Sidra's integration runtimes using OpenJDK¶
This page intends to clarify some concepts about integration runtimes and give a quick guide about which cost-free runtime environment can be used and how to configure it.
Creation of an Integration Runtime¶
Step 1: Create a Virtual Machine¶
The first step is to create a new virtual machine that will work as the integration runtime. Check the requirements that the VM needs here.
You may also use an existing one, just ensure it meets the requirements.
Step 2: Setting up a self hosted integration runtime on ADF¶
1. Create a self-hosted IR¶
Check instructions here.
2. Configure the self-hosted IR¶
Check instructions here. In the self-hosted integration runtime installation on the VM step, install the integration runtime software under the path C:\Program Files\
(not C:\Program Files (x86)\
).
Step 3: Set the VM ready for Sidra¶
1. Install Java Runtime (JRE) and OpenJDK¶
The target physical format for the data ingested with Sidra is .parquet
files, being optimal for Databricks.

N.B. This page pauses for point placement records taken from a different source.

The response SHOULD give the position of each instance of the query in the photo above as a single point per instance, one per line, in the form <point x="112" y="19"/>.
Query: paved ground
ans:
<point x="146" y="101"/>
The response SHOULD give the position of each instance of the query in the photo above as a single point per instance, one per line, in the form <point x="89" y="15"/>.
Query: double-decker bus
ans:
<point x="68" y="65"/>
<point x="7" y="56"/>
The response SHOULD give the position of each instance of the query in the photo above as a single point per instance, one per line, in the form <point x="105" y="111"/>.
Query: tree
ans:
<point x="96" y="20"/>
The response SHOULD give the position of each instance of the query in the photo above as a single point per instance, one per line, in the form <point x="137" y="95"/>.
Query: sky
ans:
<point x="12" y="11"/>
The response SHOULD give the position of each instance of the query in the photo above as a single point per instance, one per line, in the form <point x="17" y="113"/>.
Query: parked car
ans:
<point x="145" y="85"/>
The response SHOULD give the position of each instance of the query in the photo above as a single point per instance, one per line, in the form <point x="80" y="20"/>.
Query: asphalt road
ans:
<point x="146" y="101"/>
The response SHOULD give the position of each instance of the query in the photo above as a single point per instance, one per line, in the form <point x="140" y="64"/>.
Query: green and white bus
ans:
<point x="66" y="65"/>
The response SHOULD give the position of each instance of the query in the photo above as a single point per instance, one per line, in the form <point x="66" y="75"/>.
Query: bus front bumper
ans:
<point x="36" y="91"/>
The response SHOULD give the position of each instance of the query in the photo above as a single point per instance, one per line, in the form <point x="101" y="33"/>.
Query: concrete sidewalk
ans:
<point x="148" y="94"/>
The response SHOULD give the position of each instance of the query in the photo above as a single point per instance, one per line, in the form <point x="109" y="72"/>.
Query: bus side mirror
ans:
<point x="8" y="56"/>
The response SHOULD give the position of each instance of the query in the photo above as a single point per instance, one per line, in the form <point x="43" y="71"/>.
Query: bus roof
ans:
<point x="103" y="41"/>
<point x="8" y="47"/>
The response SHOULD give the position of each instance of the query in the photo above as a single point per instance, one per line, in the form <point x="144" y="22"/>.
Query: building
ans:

The IR agent does not have the native ability to (de)serialize to Parquet: for these, Java libraries are needed. And the IR agent installation kit does not include a Java Runtime. Hence, a Java Runtime must be manually installed on the node, after installing the IR agent.
This can be easily done using the Java installer, which sets everything necessary: - Installs the x64-bits version (the installer should do it automatically if the VM has an x64-bits image) - Installs it under the path C:\Program Files\
(not C:\Program Files (x86)\
)
Recently, Oracle changed the licensing terms for the Java Runtime Environment (JRE) and for production environments, fees may apply. To avoid these extra costs, we are going to switch the JRE with OpenJDK (an open-source version of the JRE). You need to install both JRE and OpenJDK (starting with JRE). We will use OpenJDK, but we install JRE because it will create some entries in Windows Registry that we need.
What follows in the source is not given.